La psychiatrie est d’emblée évoquée, qui double les clichés usuels sur les artistes maudits que l’incompréhension amène à vivre dans une précarité que les amitiés selon des petits groupes débattant sur des principes différents de la norme permet d’atténuer. Les milieux sociaux du prolétariat et de la marginalité, leur sont connus « de l’intérieur ». L’atelier misérable, les fins de mois impossibles, le marchand mécontent, les amies modèles de mauvaise vie, le bistrot et les compensations. Sur quoi se jouent la tuberculose, la cirrhose, la syphilis qui ravage tous les milieux à la fin du XIXè, surtout les bourgeois - Théo Van Gogh en fut victime - que la morale hypocrite amène au bordel pour compenser les interdits domestiques et le malthusianisme. Les films récents n’éludent ni la maladie, ni les internements nombreux qui sont une caractéristique nouvelle3 du scénario (outre Van Gogh, Camille Claudel, Munch, puis Utrillo et Séraphine après la guerre de 14-18) remplaçant la prison pour meurtre ou hérésie des périodes antérieures.
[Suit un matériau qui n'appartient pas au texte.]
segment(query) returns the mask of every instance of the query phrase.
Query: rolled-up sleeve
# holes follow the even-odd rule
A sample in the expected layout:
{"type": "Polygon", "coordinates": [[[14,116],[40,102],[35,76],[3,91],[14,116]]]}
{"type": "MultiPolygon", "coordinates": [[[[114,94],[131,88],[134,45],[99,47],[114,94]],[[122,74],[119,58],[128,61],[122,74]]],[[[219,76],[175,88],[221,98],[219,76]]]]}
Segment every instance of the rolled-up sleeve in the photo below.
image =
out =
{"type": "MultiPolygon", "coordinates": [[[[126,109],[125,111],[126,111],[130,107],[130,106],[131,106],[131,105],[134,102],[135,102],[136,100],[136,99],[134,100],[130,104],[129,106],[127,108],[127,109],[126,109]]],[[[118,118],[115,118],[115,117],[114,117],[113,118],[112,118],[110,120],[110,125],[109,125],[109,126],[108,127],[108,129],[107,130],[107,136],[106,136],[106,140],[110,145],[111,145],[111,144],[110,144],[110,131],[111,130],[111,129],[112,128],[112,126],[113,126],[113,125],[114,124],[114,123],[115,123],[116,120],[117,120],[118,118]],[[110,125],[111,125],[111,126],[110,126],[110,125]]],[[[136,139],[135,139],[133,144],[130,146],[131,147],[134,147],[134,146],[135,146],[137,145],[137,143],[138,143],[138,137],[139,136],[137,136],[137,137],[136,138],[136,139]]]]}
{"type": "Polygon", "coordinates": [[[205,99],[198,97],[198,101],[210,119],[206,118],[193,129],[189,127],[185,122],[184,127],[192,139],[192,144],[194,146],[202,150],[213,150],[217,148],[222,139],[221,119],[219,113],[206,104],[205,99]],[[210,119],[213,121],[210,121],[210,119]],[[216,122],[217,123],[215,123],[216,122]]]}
Au plan historique, la période 1880-1920 assure la plus grande part du corpus des biographies. Faisant suite aux impressionnistes, les artistes sans caractère plastique commun permettant de les qualifier, sont déjà des expressionnistes au sens où leur sensibilité, la volonté de travailler forme et couleur en font des avant-gardistes. Toulouse-Lautrec, Van Gogh et Gauguin comme valeurs absolues du marché de l’art, bénéficient de l’intérêt de l’industrie hollywoodienne, et pour Van Gogh, de la fascination du Japon : les films échappent en partie à la tradition du cinéma européen.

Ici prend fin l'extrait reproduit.